I was hurt when a good friend of mine booked a 4 day holiday smack in the middle of my big birthday. I was planning to have a party and invite her along to celebrate either the day before or the day after my birthday. I was busy the week before with a family holiday and the week after I had a family wedding. The other women she went on holiday with I’m not friendly with and she told me sheepishly that she was going away with them on X dates 6 months before my birthday. I handled it well and didn’t show my hurt but she has been unavailable and cool since she told me about the holiday and ever since then. Maybe your friends are sending you the same signals too but hopefully not.

I would leave them to it and make sure you still arrange to do something nice to celebrate your birthday.

Take care OP

KeepcalmandtellthemtoFoff · 24/07/2025 22:46

Sounds odd

So you are all friends but not one group so you spend time with A and B separately and they spend time together without you?

I wouldn't necessarily expect them to keep that week free if you hadn't planned anything

nomas · 24/07/2025 22:50

YANBU. I would ditch these two and concentrate on other friends.

Do NOT arrange a birthday on a different date to accommodate them.

CarpetKnees · 24/07/2025 22:52

You are looking at this very oddly.

Two people who are going away together, aren't "secretly organising a holiday", they are just 'arranging a holiday'.
I don't consult all my friends who aren't going on the holiday with me, as to whether they think that is a good holiday to book. Confused
If one of them, at some point asks if I'm going on holiday then I'd mention it, but I wouldn't make a point of telling anyone I was going on holiday next month.

Nor would I expect to keep my diary clear for an event that I didn't know was happening. Again - your thinking is strange.
If you want people to spend time doing something like going out for the day on your birthday, then you need to invite them. Having an August birthday probably means you need to invite them longer in advance because of people booking time off work when all parents need it. Even if you don't know what you are going to do, you need to have said months ago - "keep 15th August free please, I'd like to do something for my birthday." (or whatever date it is).

YABVU.

Ayeayeaye25 · 25/07/2025 09:24

nomas · 24/07/2025 22:50

YANBU. I would ditch these two and concentrate on other friends.

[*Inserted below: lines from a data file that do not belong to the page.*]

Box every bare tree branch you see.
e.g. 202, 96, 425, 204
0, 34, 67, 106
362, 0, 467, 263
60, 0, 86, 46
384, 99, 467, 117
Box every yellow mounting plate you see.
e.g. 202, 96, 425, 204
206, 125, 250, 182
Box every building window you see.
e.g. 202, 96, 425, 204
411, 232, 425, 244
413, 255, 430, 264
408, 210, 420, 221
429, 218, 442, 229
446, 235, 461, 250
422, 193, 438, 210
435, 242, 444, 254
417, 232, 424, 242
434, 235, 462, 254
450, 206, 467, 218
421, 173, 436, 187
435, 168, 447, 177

Do NOT arrange a birthday on a different date to accommodate them.

Edited

Exactly. I think they are playing games. They suddenly have grown closer and they have clearly shown you this.

Leave them to it, ignore and celebrate in style.

rainbowstardrops · 25/07/2025 09:32

I’d be hurt and pissed off too. Do they often go on holiday just the two of them?
I’d be re-evaluating what sort of ‘friends’ they are.